In physics, terahertz time-domain spectroscopy (THz-TDS) is a spectroscopic technique where a special generation and detection scheme is used to probe material properties with short pulses of terahertz radiation. The generation and detection scheme is sensitive to the sample material's effect on both the amplitude and the phase of the terahertz radiation. In this respect, the technique can provide more information than conventional Fourier-transform spectroscopy that is only sensitive to the amplitude.

THz radiation has several distinct advantages over other forms of spectroscopy: many materials are transparent to THz, THz radiation is safe for biological tissues because it is non-ionizing (unlike for example X-rays), and images formed with terahertz radiation can have relatively good resolution (less than 1 mm). Also, many interesting materials have unique spectral fingerprints in the terahertz range, which means that terahertz radiation can be used to identify them. Examples which have been demonstrated include several different types of explosives, polymorphic forms of many compounds used as Active Pharmaceutical Ingredients (API) in commercial medications as well as several illegal narcotic substances. Since many materials are transparent to THz radiation, these items of interest can be observed through visually opaque intervening layers, such as packaging and clothing. Though not strictly a spectroscopic technique, the ultrashort width of the THz radiation pulses allows for measurements (e.g., thickness, density, defect location) on difficult to probe materials (e.g., foam). The measurement capability shares many similarities to that observed with pulsed ultrasonic systems. Reflections from buried interfaces and defects can be found and precisely imaged. THz measurements are non-contact however.
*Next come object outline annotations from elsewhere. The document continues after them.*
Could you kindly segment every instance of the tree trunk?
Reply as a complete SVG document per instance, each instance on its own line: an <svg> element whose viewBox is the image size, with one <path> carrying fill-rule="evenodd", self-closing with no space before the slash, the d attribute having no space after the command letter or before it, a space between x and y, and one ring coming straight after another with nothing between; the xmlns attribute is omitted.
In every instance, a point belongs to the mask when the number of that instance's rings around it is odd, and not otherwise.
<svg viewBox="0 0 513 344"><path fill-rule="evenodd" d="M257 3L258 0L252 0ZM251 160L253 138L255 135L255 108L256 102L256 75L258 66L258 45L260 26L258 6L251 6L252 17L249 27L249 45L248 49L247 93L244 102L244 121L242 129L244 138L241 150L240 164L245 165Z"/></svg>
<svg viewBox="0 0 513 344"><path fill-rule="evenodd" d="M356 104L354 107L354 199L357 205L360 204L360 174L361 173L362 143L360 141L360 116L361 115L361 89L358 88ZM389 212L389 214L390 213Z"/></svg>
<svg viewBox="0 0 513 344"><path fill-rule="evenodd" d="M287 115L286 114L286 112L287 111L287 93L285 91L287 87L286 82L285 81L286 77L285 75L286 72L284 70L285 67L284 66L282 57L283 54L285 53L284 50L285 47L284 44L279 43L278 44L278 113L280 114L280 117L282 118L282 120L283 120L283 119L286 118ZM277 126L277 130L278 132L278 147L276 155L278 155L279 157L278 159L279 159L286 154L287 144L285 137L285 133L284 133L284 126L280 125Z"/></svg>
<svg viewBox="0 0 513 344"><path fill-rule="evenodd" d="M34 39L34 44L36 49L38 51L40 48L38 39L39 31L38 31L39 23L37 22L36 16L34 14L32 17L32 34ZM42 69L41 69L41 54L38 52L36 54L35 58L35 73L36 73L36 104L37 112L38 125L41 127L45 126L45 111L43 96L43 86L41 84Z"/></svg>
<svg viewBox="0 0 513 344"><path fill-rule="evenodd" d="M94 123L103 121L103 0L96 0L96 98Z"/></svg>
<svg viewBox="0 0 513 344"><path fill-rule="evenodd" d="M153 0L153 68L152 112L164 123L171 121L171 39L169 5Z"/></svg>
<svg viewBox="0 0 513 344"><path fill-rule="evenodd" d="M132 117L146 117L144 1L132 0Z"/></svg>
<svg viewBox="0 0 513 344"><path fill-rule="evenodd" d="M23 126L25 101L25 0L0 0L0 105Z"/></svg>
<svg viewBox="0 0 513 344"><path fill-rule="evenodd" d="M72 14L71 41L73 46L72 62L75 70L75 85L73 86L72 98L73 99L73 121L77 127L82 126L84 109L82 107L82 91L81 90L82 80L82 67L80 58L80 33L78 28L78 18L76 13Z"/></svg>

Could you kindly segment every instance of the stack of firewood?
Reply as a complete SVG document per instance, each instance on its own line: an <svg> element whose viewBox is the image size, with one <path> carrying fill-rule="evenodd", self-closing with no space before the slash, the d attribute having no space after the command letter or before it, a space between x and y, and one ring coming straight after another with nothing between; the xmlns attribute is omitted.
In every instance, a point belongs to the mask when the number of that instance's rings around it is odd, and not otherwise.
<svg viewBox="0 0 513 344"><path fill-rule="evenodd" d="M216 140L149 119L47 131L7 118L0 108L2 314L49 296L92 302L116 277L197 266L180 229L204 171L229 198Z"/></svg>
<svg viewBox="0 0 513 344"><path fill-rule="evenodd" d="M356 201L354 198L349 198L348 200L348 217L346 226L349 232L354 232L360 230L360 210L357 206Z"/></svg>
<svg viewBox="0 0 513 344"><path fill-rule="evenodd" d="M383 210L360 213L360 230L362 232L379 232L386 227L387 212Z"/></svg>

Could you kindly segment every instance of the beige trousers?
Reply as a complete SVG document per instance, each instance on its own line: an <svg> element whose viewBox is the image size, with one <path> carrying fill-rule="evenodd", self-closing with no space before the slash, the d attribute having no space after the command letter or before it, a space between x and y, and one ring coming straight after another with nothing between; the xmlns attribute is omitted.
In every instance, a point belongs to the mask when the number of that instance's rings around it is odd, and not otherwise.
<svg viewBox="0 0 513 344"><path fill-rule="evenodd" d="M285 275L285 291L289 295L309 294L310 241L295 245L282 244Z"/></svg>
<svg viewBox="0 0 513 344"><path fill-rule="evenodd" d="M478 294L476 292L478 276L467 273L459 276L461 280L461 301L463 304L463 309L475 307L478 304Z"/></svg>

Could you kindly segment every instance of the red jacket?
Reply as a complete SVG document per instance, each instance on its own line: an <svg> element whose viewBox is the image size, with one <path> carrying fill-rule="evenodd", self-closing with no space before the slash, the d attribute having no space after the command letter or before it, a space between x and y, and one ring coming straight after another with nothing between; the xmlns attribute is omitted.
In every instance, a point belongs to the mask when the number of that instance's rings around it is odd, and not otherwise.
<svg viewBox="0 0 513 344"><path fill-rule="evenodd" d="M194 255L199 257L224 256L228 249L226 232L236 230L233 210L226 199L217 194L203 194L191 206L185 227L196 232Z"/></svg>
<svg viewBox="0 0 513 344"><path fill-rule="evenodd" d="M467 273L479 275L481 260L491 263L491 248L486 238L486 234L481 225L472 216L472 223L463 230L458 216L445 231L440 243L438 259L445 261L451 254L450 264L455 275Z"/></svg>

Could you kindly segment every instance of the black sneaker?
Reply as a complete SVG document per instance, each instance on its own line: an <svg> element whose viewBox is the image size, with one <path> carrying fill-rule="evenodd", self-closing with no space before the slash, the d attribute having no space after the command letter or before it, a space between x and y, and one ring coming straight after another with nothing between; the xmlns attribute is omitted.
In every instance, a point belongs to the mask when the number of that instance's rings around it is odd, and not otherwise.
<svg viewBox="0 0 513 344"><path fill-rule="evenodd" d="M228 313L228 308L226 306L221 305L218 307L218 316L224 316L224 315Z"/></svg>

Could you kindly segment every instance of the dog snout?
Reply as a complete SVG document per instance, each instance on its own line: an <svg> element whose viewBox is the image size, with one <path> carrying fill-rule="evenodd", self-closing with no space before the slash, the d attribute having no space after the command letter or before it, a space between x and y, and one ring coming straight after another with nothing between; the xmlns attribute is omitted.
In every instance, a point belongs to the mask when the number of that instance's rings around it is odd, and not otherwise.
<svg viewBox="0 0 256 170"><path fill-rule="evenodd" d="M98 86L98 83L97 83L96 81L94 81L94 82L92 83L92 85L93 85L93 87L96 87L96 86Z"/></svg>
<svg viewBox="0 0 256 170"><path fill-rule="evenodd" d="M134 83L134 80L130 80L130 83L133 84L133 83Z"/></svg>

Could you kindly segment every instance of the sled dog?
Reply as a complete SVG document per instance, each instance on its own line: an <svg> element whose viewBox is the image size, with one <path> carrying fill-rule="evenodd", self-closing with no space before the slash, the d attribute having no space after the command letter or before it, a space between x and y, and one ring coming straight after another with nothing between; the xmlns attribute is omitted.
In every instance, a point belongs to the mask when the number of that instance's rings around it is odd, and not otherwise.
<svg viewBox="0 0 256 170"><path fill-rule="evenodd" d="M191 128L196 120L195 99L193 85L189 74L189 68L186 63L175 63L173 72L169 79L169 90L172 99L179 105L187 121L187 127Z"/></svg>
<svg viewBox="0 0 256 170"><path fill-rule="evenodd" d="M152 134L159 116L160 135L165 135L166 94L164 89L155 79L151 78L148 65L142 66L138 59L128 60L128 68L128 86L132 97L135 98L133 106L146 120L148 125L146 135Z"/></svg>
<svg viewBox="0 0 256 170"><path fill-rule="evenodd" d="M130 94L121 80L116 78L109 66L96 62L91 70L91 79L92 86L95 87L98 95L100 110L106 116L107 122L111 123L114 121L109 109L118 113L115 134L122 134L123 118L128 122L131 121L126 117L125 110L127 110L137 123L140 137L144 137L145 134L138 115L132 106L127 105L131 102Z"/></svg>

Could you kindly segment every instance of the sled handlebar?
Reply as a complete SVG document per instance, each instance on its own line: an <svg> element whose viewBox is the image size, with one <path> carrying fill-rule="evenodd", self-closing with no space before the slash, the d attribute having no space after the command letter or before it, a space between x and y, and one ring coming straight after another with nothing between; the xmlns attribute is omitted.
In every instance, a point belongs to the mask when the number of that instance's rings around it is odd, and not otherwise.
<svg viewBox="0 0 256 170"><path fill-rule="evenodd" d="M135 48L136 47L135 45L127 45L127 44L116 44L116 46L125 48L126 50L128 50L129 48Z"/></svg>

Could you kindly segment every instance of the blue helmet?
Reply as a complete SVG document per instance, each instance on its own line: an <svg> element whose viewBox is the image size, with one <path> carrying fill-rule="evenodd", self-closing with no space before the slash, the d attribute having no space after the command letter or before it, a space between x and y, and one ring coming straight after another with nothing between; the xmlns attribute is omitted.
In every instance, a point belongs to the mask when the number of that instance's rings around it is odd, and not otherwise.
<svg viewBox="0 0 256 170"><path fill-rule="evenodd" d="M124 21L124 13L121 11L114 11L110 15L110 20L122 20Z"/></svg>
Typically, the terahertz pulses are generated by an ultrashort pulsed laser and last only a few picoseconds. A single pulse can contain frequency components covering the whole terahertz range from 0.05 to 4 THz. For detection, the electrical field of the terahertz pulse is sampled and digitized, conceptually similar to the way an audio card transforms electrical voltage levels in an audio signal into numbers that describe the audio waveform. In THz-TDS, the electrical field of the THz pulse interacts in the detector with a much-shorter laser pulse (e.g. 0.1 picoseconds) in a way that produces an electrical signal that is proportional to the electric field of the THz pulse at the time the laser pulse gates the detector on. By repeating this procedure and varying the timing of the gating laser pulse, it is possible to scan the THz pulse and construct its electric field as a function of time. Subsequently, a Fourier transform is used to extract the frequency spectrum from the time-domain data.


Generation

There are three widely used techniques for generating terahertz pulses, all based on ultrashort pulses from titanium-sapphire lasers.

Surface emitters

When an ultra-short (100 femtoseconds or shorter) optical pulse illuminates a semiconductor and its wavelength (energy) is above the energy band-gap of the material, it photogenerates mobile carriers. Given that absorption of the pulse is an exponential process most of the carriers are generated near the surface (typically within 1 micrometre). The presence of the surface has two main effects. Firstly it generates a band bending which has the effect of accelerating carriers of different signs in opposite directions (normal to the surface) creating a dipole, this effect is known as surface field emission. Secondly, the presence of the surface itself creates a break of symmetry which results carriers being able move (in average) only into the bulk of the semiconductor, this phenomenon combined with the difference of mobilities of electrons and holes also produces a dipole, this is known as Photo-dember effect and it is particularly strong in high-mobility semiconductors such as InAs.

Photoconductive emitters

In a photoconductive emitter, the optical laser pulse (100 femtoseconds or shorter) creates carriers (electron-hole pairs) in a semiconductor material. Effectively, the semiconductor changes abruptly from being an insulator into being a conductor. This conduction leads to a sudden electrical current across a biased antenna patterned on the semiconductor. This changing current emits terahertz radiation, similar to what happens in the antenna of a radio transmitter. Typically the two antenna electrodes are patterned on a low temperature gallium arsenide (LT-GaAs), semi-insulating gallium arsenide (SI-GaAs), or other semiconductor (such as InP) substrate. In a commonly used scheme, the electrodes are formed into the shape of a simple dipole antenna with a gap of a few micrometers and have a bias voltage up to 40 V between them. The ultrafast (100 fs) laser pulse, must have a wavelength that is short enough to excite electrons across the bandgap of the semiconductor substrate. This scheme is suitable for illumination with a Ti:sapphire oscillator laser with pulse energies of about 10 nJ. For use with amplified Ti:sapphire lasers with pulse energies of about 1 mJ, the electrode gap can be increased to several centimeters with a bias voltage of up to 10 kV.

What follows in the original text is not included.